# Let's Talk Length, What Are The Advantages & Disad's



## Turtle (Dec 6, 2012)

Ok, I'm in a position here to start cutting lengths of pipe to make some blowguns and would like to hear

from some of you guys what are some of the ad's and disad's of longer vs. shorter blowguns?

I've got a 3ft, 4ft, and 5 all cut ready to glue and build.

The longer 5 foot one should be the most accurate I'm thinking? How about power needed to expel the

dart, I'm thinking it's more blow effort required on the larger model vs. shorter?

What is your optimum length...

What say you...?


----------



## superman365 (Dec 11, 2012)

the shorter the pipe, the less effort to expel the dart and also lighter the weight. but you loss more and more dart speed and accuracy.the longer the pipe, the more effort needed and more weight added. But the dart speed and accuracy you will acquire will increase. I would say that somewhere between 4 and 5 feet would be good.


----------



## jtilley (Dec 12, 2012)

Althoug some may differ with me, my personal favorite for best of everything is a 5' gun, It is long enough to gain some speed and accuracy, but no so long that it is unhandy to carry. I have made several 4' guns with satisfactory results, and they are easier to carry , and shoot, but you do sacrifice performance. I actually have no use for a 3' foot gun except shooting foam darts at the boys  Your prefered length will really depend on what you are comfortable with , and what you will use it for.

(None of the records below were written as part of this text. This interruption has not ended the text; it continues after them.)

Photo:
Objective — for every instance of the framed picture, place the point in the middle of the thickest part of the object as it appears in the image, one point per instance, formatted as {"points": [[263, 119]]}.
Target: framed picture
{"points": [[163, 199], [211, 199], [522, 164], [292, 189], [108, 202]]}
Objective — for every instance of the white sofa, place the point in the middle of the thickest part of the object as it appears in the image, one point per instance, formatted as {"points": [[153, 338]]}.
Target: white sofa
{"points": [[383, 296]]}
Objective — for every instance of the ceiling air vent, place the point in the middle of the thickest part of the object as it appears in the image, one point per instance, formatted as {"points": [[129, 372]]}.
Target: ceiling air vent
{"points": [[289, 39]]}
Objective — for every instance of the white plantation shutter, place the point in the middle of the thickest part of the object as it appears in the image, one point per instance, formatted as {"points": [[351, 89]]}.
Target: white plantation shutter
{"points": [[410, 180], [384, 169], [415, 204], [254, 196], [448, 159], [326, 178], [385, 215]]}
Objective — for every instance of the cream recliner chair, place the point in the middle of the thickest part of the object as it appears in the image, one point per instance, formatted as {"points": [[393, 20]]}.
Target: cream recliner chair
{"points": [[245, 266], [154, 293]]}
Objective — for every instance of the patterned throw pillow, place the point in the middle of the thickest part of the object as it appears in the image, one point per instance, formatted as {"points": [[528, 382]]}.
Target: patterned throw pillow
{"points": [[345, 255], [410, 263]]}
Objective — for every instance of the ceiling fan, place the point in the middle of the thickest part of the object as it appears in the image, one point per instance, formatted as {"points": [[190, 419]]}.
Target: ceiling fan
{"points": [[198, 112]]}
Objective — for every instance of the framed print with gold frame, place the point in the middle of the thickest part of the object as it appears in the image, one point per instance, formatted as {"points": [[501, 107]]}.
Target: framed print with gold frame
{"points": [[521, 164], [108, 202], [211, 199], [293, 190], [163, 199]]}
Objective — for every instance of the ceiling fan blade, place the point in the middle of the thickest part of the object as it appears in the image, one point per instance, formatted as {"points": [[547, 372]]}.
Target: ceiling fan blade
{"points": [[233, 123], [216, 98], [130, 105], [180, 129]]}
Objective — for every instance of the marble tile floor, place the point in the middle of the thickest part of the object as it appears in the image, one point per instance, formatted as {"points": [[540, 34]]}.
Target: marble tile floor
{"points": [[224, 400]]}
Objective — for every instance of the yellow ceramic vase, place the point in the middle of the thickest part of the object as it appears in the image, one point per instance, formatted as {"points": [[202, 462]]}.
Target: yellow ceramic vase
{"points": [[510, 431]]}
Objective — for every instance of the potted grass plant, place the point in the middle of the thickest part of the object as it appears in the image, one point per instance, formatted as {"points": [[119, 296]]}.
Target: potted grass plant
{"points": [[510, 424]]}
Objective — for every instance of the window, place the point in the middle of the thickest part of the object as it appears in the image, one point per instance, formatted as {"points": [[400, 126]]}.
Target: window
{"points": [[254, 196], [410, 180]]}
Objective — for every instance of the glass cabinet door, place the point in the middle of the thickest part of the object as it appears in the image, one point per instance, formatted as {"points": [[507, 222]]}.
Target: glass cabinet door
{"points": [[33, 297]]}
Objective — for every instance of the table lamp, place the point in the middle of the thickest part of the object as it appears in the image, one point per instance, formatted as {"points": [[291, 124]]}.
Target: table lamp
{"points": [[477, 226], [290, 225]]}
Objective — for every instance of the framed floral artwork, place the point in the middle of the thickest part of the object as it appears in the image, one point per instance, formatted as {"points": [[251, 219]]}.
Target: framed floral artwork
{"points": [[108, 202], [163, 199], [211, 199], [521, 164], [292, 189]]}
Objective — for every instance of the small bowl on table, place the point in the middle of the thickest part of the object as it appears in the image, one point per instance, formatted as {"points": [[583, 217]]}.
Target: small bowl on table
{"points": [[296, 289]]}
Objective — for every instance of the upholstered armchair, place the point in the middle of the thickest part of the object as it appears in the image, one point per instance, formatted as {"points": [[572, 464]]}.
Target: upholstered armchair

A 10' length of pvc will only set you back a few bucks, buy a piece cut it to various lengths make up some darts and experiment. Once you find the one you like then add your mouthpiece , paint etc.

The good thing about blowguns is.... its up to you


----------



## Turtle (Dec 6, 2012)

Thanks for the info guys, very helpful. Your right pvc is cheap, so I'll cut various sizes and see what works best for me.


----------



## NaturalFork (Dec 7, 2012)

Just remember that currently only 48 inches (4 feet) or below are allowed in competitions. Which is why I practice with the 4 footers. However for hunting I would want something longer. At least 5 feet.


----------



## Turtle (Dec 6, 2012)

Thanks, I'll mainly be plinking inside with mine, probably around 20 ft or so, so I'll start with 3 ft and move to 4 for a max.


----------



## lovemongre (6 mo ago)

Peruvian Pucuna's were around seven feet which is super long for an indigenous Peruvian.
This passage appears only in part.